What do logical positivists claim?
That statements about God have no meaning because they do not relate to facts.
What was the Vienna circle?
A group of philosophers, including Rudolf Carnap, Moritz Shlick, Otto Neurath, and Friedrich Waisman.
Who was the Vienna circle inspired by?
Ludwig Wittgenstein
What came from the Vienna circle?
The logical positivist movement.
What did the logical positivists come up with?
The verification principle
What do logical positivists believe?
That some statements are meaningful and some statements are meaningless.
What does the strong verification principle say?
A statement is only meaningful if:
- It is a tautology
- It is able to be verified by sense experience.
What did Freidrich Waismann say in regards to the verification principle?
“A statement which cannot be conclusively verified cannot be verified at all. It is simply devoid of any meaning.”
What was Ludwig Wittgenstein’s first theory?
In Tractatus Logico-philosophicas he wrote that the only language that had meaning was the language of science; language that referred to empirical reality. “Whereof we do not know, thereof we cannot speak.”
What does the verification principle say about non-cognitive statements?
That they are meaningless, as they are not a tautology and cannot be verified with sense experience.
What are the two main problems with the strong verification principle?
- You cannot make statements about history, as such statements cannot be verified by sense experience.

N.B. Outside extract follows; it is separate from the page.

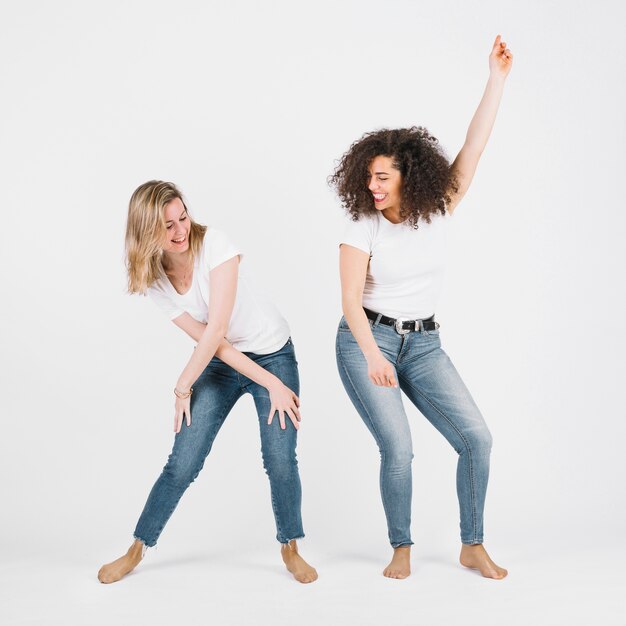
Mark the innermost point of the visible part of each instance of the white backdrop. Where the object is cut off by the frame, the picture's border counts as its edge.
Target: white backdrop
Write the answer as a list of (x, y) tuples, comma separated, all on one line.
[(246, 106)]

- Richard Swinburne pointed out that universal statements cannot be verified. E.G. “All ravens are black”
Who created the weak verification principle?
A.J Ayer
What did A J Ayer draw a distinction between?
Verifiable in practice; you can observe it through sense experience.

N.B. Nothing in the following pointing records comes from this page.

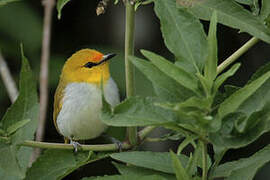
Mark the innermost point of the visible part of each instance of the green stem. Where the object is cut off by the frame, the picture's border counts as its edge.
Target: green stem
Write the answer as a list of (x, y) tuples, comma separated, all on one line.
[(102, 147), (204, 160), (129, 50), (216, 163), (237, 54)]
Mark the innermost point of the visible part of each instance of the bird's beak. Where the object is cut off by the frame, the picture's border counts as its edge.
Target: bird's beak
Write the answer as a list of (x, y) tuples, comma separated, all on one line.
[(107, 57)]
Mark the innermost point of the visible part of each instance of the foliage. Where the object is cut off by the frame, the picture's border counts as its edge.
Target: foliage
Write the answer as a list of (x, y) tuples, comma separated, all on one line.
[(19, 124), (188, 101)]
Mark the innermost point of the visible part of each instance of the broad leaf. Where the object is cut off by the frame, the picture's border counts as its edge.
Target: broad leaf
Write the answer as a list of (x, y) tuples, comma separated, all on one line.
[(165, 87), (232, 103), (14, 127), (139, 171), (137, 111), (183, 34), (178, 74), (245, 168), (231, 14), (265, 10), (262, 70), (224, 76), (246, 2), (152, 160), (25, 107), (210, 69), (60, 5), (179, 170), (9, 166), (56, 164)]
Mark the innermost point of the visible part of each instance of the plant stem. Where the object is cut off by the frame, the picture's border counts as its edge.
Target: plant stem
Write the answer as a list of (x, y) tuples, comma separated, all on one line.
[(102, 147), (8, 80), (44, 73), (204, 160), (146, 131), (129, 50), (237, 54), (216, 163)]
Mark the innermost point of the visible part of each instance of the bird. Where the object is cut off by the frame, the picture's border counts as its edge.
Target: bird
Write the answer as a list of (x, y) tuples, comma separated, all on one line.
[(78, 96)]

Verifiable in principle; we know how it could be verified, but in practice we are unable to do so.
What does the weak verification principle say?
A statement is only meaningful if:
- . It is a tautology (or)
- It is verifiable in principle
Why is the verification principle criticised by being unverifiable?
Many thinkers have objected to the verification principle as it is itself unverifiable. It is not a tautology and cannot be verified empirically.
How did A J Ayer respond to the criticism that verification was unverifiable?
He argued that the verification principle only applied to statements or propositions, not to whole theories.
How did Keith Ward criticise the weak verification principle?
He stated that it excluded nothing, as all experienced could be considered ‘verifiable in principle’ and therefore meaningful. He argued that the existence of god could be verified in principle since “If I were God I would be able to check the truth of my own existence.”
How did A J Ayer respond to the criticism that the verification principle excluded nothing?
He later admitted (the central questions of philosophy, 1973) that his criteria for verification was inadequate because it allowed all statements to be classed as meaningful.”
Why does John Hick argue that the verification principle does not render religious statements meaningless?
Because God could be verified at the end of time. He calls this eschatological verification.